Entre las medidas más importantes, destacan las destinadas a la protección de los recursos naturales, el fomento de la agricultura9 y el mejoramiento de los ingresos del campesinado; el incremento de las fuentes de trabajo, la defensa de las entidades públicas10 , construcción de viviendas para campesinos, obreros y empleados; la reducción en el pago de los alquileres y la extensión de servicios médicos a toda la nación. La proclama del Directorio Cívico Militar recoge esas y otras medidas, todas ellas anunciadas como expresión del compromiso de la Fuerza Armada en aliviar la grave situación económica de los sectores laborales populares. Obviamente, en materia económica, un objetivo central del nuevo gobierno era establecer “nuevas fuentes de producción y mejorar el nivel de producción de la República” 11.

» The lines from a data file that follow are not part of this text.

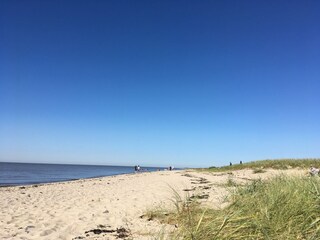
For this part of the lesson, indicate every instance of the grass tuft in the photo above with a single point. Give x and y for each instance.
(274, 164)
(281, 208)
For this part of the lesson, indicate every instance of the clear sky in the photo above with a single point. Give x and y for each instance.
(158, 83)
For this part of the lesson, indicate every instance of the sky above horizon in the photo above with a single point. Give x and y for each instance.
(159, 83)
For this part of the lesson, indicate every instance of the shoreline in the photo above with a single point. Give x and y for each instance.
(107, 207)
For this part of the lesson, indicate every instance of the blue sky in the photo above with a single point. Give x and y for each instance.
(158, 83)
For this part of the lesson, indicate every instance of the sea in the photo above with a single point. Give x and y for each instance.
(14, 174)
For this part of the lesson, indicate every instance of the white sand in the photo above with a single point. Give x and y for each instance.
(67, 210)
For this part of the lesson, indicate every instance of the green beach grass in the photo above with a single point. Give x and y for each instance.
(284, 207)
(273, 164)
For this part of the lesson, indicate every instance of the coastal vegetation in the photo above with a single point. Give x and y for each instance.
(282, 164)
(285, 207)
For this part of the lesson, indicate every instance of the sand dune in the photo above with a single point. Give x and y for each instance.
(109, 207)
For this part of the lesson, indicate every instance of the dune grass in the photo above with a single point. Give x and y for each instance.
(281, 208)
(275, 164)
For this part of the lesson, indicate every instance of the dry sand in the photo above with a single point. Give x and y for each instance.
(109, 207)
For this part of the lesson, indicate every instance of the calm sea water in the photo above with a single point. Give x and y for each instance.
(32, 173)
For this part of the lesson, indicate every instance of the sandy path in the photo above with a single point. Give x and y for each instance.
(68, 210)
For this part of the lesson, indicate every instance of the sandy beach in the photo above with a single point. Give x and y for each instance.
(109, 207)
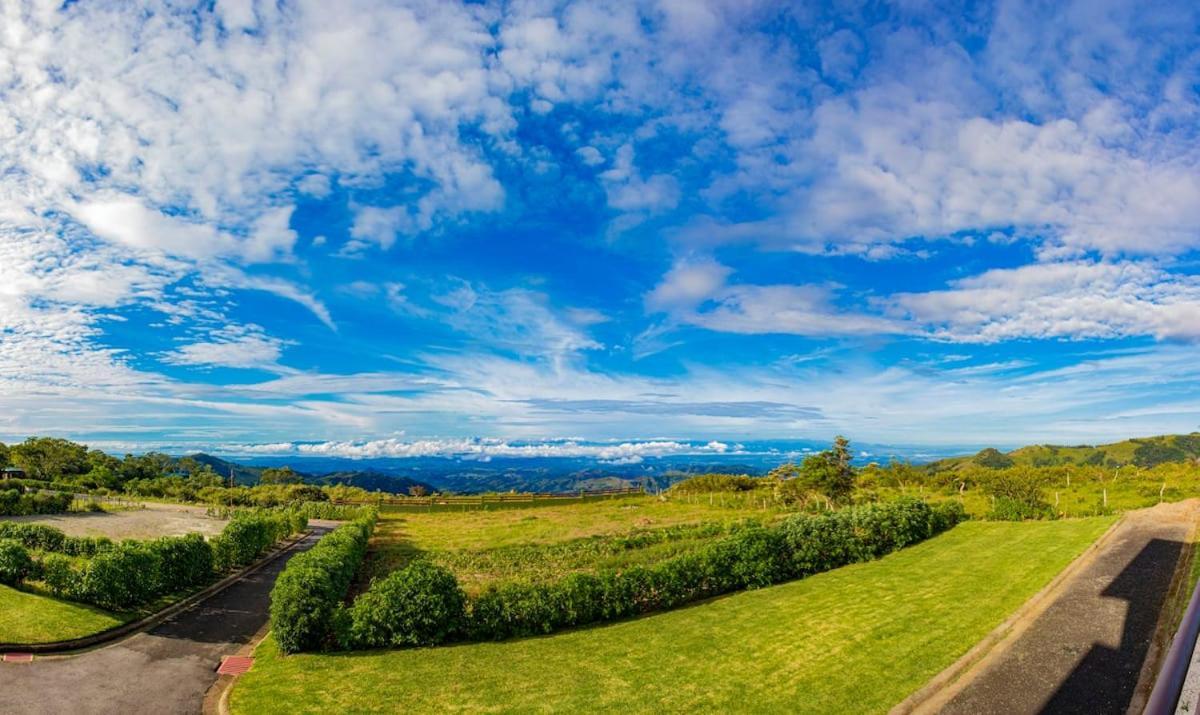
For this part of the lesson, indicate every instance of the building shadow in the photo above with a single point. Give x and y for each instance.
(1105, 678)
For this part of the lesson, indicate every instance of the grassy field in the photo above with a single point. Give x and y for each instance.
(486, 546)
(33, 618)
(856, 640)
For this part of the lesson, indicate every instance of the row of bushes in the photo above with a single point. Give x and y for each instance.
(424, 605)
(16, 503)
(307, 596)
(247, 536)
(42, 538)
(133, 574)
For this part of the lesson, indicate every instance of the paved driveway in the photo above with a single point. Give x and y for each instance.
(161, 672)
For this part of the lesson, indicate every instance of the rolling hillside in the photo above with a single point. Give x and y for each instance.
(1146, 451)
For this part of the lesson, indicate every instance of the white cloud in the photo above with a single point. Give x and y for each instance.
(1061, 300)
(247, 350)
(697, 292)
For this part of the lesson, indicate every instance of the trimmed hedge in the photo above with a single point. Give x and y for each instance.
(133, 574)
(42, 538)
(249, 535)
(753, 557)
(15, 562)
(419, 605)
(307, 595)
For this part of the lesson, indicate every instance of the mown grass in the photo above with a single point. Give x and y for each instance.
(856, 640)
(35, 618)
(486, 546)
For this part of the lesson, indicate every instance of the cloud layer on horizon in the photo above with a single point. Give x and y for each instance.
(303, 221)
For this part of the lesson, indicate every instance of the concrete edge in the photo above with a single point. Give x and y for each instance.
(136, 626)
(935, 694)
(216, 700)
(1177, 596)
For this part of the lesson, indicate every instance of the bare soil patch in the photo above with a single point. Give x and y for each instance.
(154, 521)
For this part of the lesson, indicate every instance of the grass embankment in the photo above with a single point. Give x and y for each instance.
(550, 541)
(34, 618)
(856, 640)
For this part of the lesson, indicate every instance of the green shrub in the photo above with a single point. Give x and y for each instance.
(15, 562)
(60, 576)
(124, 577)
(419, 605)
(307, 594)
(250, 534)
(186, 562)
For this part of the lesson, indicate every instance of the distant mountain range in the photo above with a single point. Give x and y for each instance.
(1145, 451)
(540, 473)
(571, 474)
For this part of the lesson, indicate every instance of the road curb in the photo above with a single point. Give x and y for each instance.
(133, 628)
(945, 685)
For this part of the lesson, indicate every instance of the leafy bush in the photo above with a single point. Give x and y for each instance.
(249, 535)
(186, 562)
(749, 558)
(15, 562)
(1017, 494)
(60, 576)
(42, 538)
(307, 594)
(419, 605)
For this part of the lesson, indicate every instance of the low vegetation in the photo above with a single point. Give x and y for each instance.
(130, 575)
(37, 618)
(853, 640)
(751, 557)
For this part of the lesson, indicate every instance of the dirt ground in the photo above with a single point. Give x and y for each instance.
(156, 520)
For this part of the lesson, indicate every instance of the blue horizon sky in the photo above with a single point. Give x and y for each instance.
(396, 227)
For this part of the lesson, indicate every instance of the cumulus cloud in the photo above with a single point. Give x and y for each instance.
(1061, 300)
(696, 290)
(487, 449)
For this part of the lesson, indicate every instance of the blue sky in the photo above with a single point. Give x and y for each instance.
(400, 227)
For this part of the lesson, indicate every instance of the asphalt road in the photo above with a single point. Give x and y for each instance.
(165, 671)
(1085, 652)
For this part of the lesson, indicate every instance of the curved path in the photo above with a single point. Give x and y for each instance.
(1090, 649)
(165, 671)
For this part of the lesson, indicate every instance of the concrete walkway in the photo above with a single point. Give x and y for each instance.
(1085, 652)
(165, 671)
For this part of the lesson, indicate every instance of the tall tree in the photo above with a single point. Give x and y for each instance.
(51, 457)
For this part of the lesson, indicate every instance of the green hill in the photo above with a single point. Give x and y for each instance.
(1145, 451)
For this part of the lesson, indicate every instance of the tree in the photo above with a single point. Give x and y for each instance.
(49, 457)
(831, 472)
(280, 475)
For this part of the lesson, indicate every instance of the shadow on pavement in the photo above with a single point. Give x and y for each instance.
(1104, 679)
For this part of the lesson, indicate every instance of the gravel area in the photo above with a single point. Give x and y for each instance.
(154, 521)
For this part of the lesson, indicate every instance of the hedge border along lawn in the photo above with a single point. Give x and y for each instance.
(133, 575)
(34, 618)
(750, 558)
(307, 595)
(855, 640)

El otro objetivo importante era consolidar la hegemonía del estamento militar sobre el conjunto de la sociedad, lo cual pasa por una mayor institucionalización de los mecanismos de conducción política. El PRUD había marcado un primer paso en la dirección de dotar a los militares de un aparato partidario que facilitara la transmisión del mando presidencial, sin mayores crispaciones. El experimento no había funcionado, porque las discordias habían sido más fuertes que el consenso requerido para que una instancia partidaria como esa funcionara. En 1961, con el Directorio Cívico Militar, se abre la posibilidad de relanzar de nuevo la idea de un proyecto partidario; y, así, en septiembre de ese año, se crea el Partido de Conciliación Nacional (PCN), que desde ese momento se convierte en el mecanismo de transmisión del mando presidencial de un militar a otro, siguiendo la formalidad de un juego electoral competitivo y abierto a las distintas corrientes políticas e ideológicas –salvo la comunista, que fue declarada ilegal desde la época de Maximiliano Hernández Martínez—.

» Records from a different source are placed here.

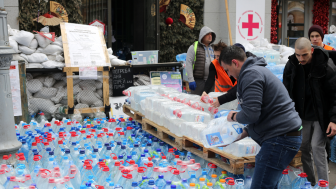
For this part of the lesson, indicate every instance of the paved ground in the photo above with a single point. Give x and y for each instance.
(332, 175)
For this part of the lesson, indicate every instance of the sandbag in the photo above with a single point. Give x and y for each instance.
(53, 64)
(44, 105)
(34, 65)
(88, 97)
(46, 93)
(52, 57)
(58, 76)
(59, 84)
(26, 50)
(49, 82)
(24, 38)
(34, 85)
(42, 41)
(33, 44)
(88, 85)
(61, 93)
(52, 50)
(37, 58)
(14, 44)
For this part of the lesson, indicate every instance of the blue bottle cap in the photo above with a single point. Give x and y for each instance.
(134, 184)
(151, 182)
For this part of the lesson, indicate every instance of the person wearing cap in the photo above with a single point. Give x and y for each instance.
(268, 112)
(199, 56)
(316, 37)
(217, 75)
(310, 79)
(231, 93)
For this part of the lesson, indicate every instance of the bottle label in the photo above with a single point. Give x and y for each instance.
(214, 139)
(199, 118)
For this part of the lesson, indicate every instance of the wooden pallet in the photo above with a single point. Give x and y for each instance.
(162, 133)
(128, 110)
(296, 162)
(106, 100)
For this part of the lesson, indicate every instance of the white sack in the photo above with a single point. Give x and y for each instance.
(24, 38)
(26, 50)
(42, 41)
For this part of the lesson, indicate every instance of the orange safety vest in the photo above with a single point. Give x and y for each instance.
(328, 48)
(223, 82)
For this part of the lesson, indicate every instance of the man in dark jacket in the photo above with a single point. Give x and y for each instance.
(269, 112)
(310, 78)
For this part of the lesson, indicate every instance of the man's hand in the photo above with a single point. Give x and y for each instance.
(203, 94)
(215, 103)
(331, 129)
(230, 116)
(192, 85)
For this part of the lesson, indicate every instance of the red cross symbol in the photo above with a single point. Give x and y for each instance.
(250, 25)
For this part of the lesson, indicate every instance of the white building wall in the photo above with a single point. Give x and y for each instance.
(12, 8)
(215, 18)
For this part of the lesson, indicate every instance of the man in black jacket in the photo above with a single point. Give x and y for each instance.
(310, 78)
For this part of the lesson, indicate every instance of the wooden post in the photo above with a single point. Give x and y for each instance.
(24, 100)
(228, 19)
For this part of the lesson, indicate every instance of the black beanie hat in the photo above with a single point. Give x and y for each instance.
(316, 28)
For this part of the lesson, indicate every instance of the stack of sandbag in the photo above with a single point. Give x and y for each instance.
(36, 50)
(48, 93)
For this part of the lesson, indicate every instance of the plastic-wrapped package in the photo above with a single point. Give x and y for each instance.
(221, 132)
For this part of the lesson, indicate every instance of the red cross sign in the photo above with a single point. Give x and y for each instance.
(250, 25)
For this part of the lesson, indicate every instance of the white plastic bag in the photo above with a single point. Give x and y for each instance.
(26, 50)
(24, 38)
(42, 41)
(52, 49)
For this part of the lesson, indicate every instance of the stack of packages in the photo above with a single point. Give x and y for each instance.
(48, 93)
(36, 50)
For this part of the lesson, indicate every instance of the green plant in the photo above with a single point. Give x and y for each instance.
(29, 10)
(177, 38)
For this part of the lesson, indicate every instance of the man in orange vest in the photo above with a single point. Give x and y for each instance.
(316, 36)
(217, 74)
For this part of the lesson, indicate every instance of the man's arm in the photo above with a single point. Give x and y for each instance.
(189, 63)
(252, 94)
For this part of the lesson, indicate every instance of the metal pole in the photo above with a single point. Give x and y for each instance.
(8, 141)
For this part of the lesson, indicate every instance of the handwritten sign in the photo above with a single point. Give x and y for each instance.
(122, 78)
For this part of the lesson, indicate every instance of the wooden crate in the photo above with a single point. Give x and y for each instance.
(106, 100)
(129, 111)
(162, 133)
(296, 162)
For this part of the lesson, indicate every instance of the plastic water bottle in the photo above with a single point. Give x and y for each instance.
(284, 182)
(299, 181)
(160, 182)
(333, 150)
(306, 185)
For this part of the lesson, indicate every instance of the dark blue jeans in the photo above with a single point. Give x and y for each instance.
(274, 156)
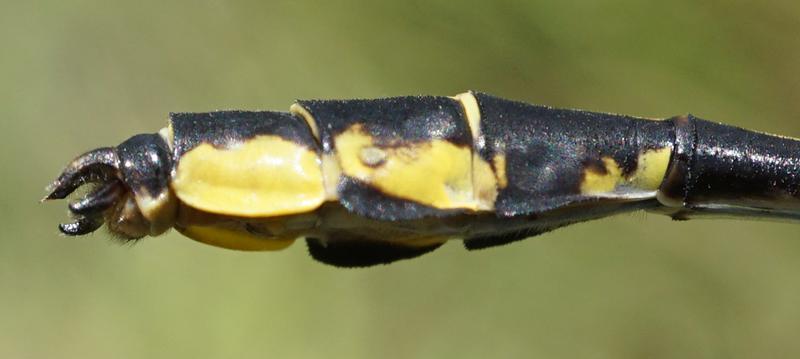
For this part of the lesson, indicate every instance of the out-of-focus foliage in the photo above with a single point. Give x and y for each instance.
(75, 75)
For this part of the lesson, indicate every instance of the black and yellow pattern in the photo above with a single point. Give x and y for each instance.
(374, 181)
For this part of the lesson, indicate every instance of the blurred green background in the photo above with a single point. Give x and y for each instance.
(81, 74)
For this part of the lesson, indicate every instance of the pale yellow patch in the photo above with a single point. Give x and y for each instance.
(472, 111)
(651, 169)
(435, 173)
(234, 239)
(499, 162)
(302, 112)
(598, 183)
(265, 176)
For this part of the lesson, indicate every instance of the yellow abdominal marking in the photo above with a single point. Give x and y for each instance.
(263, 177)
(436, 173)
(650, 170)
(234, 239)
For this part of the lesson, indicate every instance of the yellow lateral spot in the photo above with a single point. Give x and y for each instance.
(234, 239)
(265, 176)
(484, 183)
(302, 112)
(436, 173)
(472, 111)
(597, 182)
(499, 162)
(651, 168)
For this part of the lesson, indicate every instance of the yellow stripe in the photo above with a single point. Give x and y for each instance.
(263, 177)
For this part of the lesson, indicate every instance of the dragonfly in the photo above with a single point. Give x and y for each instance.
(374, 181)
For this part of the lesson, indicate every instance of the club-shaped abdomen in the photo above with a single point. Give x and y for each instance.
(723, 170)
(236, 168)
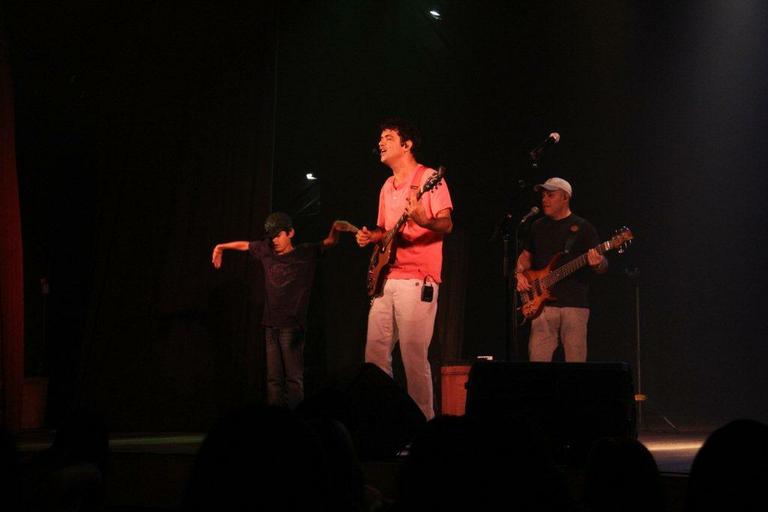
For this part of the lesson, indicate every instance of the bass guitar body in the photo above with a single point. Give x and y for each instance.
(382, 257)
(533, 300)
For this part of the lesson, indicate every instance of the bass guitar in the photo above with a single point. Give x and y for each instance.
(543, 280)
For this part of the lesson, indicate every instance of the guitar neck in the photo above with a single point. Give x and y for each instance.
(572, 266)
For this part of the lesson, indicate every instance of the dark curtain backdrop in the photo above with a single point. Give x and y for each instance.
(169, 151)
(150, 132)
(11, 253)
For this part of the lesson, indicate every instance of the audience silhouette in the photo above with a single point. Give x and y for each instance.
(621, 474)
(730, 471)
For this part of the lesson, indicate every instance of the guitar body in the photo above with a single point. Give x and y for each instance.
(384, 251)
(541, 281)
(382, 257)
(534, 299)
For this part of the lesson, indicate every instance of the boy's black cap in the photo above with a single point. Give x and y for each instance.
(277, 222)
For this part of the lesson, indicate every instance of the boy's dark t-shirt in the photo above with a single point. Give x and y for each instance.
(549, 237)
(287, 282)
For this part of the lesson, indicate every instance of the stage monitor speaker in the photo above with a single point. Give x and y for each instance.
(572, 404)
(379, 414)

1. Cfr., K. Griffith y L. A. González, “Notas sobre la ‘autonomía’ del Estado. El caso de El Salvador”. En R. Cardenal y L. A. González, El Salvador: la transición y sus problemas. San Salvador, UCA Editores, 2002, p. 66.
2. Cfr., J. M. Castellanos, El Salvador 1930-1960…, pp. 251 y ss.
3. Cfr., “Golpes de Estado y poder militar (1944-1979)”. Enciclopedia El Salvador 2. Barcelona, Océano, p. 292.
4. Cfr., J. M. Castellanos, El Salvador 1930-1960…, p. 280.
5. Ibíd., p. 282.
6. Dr. Fortín Magaña, Dr. Fabio Castillo, Dr. Ricardo Fallas, Cnel. César Yanes Urías, Tcnel. Miguel Angel Castillo y mayor Rubén Alonso Rosales.
7.“Golpes de Estado y poder militar (1944-1979)”. Enciclopedia…, p. 293.
8. Integrado por los coroneles Anibal Portillo, Julio Adalberto Ribera y Mariano Castro Morán, y los doctores Feliciano Avelar, José Antonio Rodríguez Porth y José Francisco Valiente.
9. Decretos Legislativos No. 471 y No. 229.
10. Decreto Legislativo No. 249.
11. Cfr., “Proclama de la Fuerza Armada al pueblo salvadoreño”, 6 de febrero de 1961.